Disclaimer, The Ugly Truth and How it was done!
First a disclaimer. The world is full of very good chess players that are titled and spend a lot of time helping others improve in chess. I'm not titled, have never been and most likely will never be (working upwards though). I'm not pretending to be good chess coach or trainer. I'm sharing my journey to show a lot of players that you can improve and at the same time show what I did (right or wrong) to improve.
Setting up the stage for what's to come. I played a lot when I was young. From about when I was 12 up to more or less my 18th birthday I played in the local chess club in my hometown.
It was a small club we did not have anyone over 1800+ most of the time. All playing for fun. The few players that rose above the 1800+ mark were young and in all cases moved to bigger cities at an age when they was around 18-1900.
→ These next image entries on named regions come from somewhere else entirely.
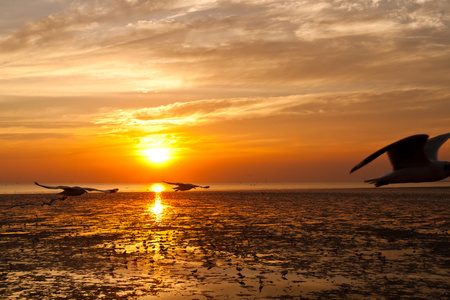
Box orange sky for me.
[0,0,450,183]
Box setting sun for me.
[143,148,170,163]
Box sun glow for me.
[149,183,166,193]
[142,148,171,164]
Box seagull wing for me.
[34,181,70,190]
[424,133,450,160]
[350,134,430,173]
[82,187,119,194]
[163,181,186,185]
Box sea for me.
[0,182,450,300]
[0,181,450,194]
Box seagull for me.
[34,182,119,200]
[5,203,35,209]
[163,181,209,192]
[350,133,450,187]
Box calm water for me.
[0,181,450,194]
[0,186,450,299]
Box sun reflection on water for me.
[148,183,165,222]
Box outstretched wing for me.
[424,133,450,160]
[34,181,70,190]
[350,134,429,173]
[163,180,186,185]
[82,187,119,194]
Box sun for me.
[143,148,170,164]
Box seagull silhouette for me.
[350,133,450,187]
[5,203,35,209]
[163,181,209,192]
[34,182,119,200]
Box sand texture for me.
[0,188,450,300]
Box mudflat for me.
[0,188,450,299]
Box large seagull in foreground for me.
[350,133,450,187]
[35,182,119,200]
[163,181,209,192]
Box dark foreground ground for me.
[0,188,450,300]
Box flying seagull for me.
[6,203,35,209]
[163,181,209,192]
[350,133,450,187]
[35,182,119,200]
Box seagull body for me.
[35,182,119,200]
[350,133,450,187]
[163,181,209,192]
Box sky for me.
[0,0,450,183]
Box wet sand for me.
[0,188,450,300]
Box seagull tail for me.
[364,178,389,187]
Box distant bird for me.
[5,203,35,209]
[163,181,209,192]
[35,182,119,200]
[350,133,450,187]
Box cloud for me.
[94,89,450,145]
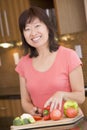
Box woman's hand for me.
[44,92,64,111]
[30,107,42,116]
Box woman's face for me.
[23,18,49,48]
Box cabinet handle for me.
[4,10,10,36]
[0,107,7,110]
[0,12,4,37]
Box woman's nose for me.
[31,28,36,35]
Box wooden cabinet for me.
[0,99,23,117]
[0,0,29,42]
[54,0,87,34]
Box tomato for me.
[70,126,81,130]
[43,110,49,116]
[43,114,50,120]
[50,109,62,120]
[65,107,78,118]
[43,106,50,111]
[33,115,42,121]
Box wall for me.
[0,47,22,95]
[60,31,87,86]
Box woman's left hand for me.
[44,92,64,111]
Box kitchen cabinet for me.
[0,99,23,118]
[54,0,87,34]
[0,0,29,42]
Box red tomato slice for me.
[50,109,62,120]
[66,107,78,118]
[43,114,50,120]
[33,115,42,121]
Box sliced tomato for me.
[33,115,42,121]
[66,107,78,118]
[43,114,50,120]
[43,110,49,116]
[44,106,50,110]
[50,109,62,120]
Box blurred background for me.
[0,0,87,130]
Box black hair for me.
[19,6,59,58]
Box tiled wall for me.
[61,31,87,86]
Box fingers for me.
[44,97,63,111]
[44,98,52,108]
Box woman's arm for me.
[64,66,85,104]
[44,66,85,111]
[19,77,37,115]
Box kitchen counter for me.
[11,118,87,130]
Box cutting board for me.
[10,109,84,130]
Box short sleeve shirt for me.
[15,46,82,108]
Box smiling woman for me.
[15,6,85,116]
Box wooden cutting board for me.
[10,109,84,130]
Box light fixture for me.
[0,43,14,48]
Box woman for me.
[16,7,85,115]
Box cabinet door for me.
[0,99,23,117]
[54,0,87,34]
[0,0,29,42]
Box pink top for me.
[16,46,82,108]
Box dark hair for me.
[19,6,58,57]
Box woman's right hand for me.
[30,107,42,116]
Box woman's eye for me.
[35,24,40,28]
[24,28,30,31]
I reached a bit over 1700 in over the board chess (and probably 1500+ in rapid/blitz) and these numbers came from local playing only. My rating was probably inflated by 100-150 points due to playing the same people (lower rankings) and wining over and over again.
I now know that my general understanding of chess was very low and that my level came mostly from just not making to big blunders against people making a lot more blunders. Endgames=terrible. Strategy = uninterested. My handling of openings was dabbling in a bunch of opening deping of the day of the week and the weather.
I then went on with my life and chess was forgotten more or less for over 35 years with just some spontaneous game with my kids.
Until some 4-5 years ago when I started playing again as science starting recommending chess to keep your mind sharp when, hrmm, one gets "a bit older".
I purchased komodo from chessbase and started to play (loose) repeatedly in all possible ways. I also found my way to chess.com and all the amazing streams of chess games and competitions and found chess becoming increasingly fun again!
Finally I started trying my luck at playing 5minutes blitz and rose from whatever elo chess.com gives you when you start out, up to a bit over 1500. I then sank down into the 1400+ again and things did not look good.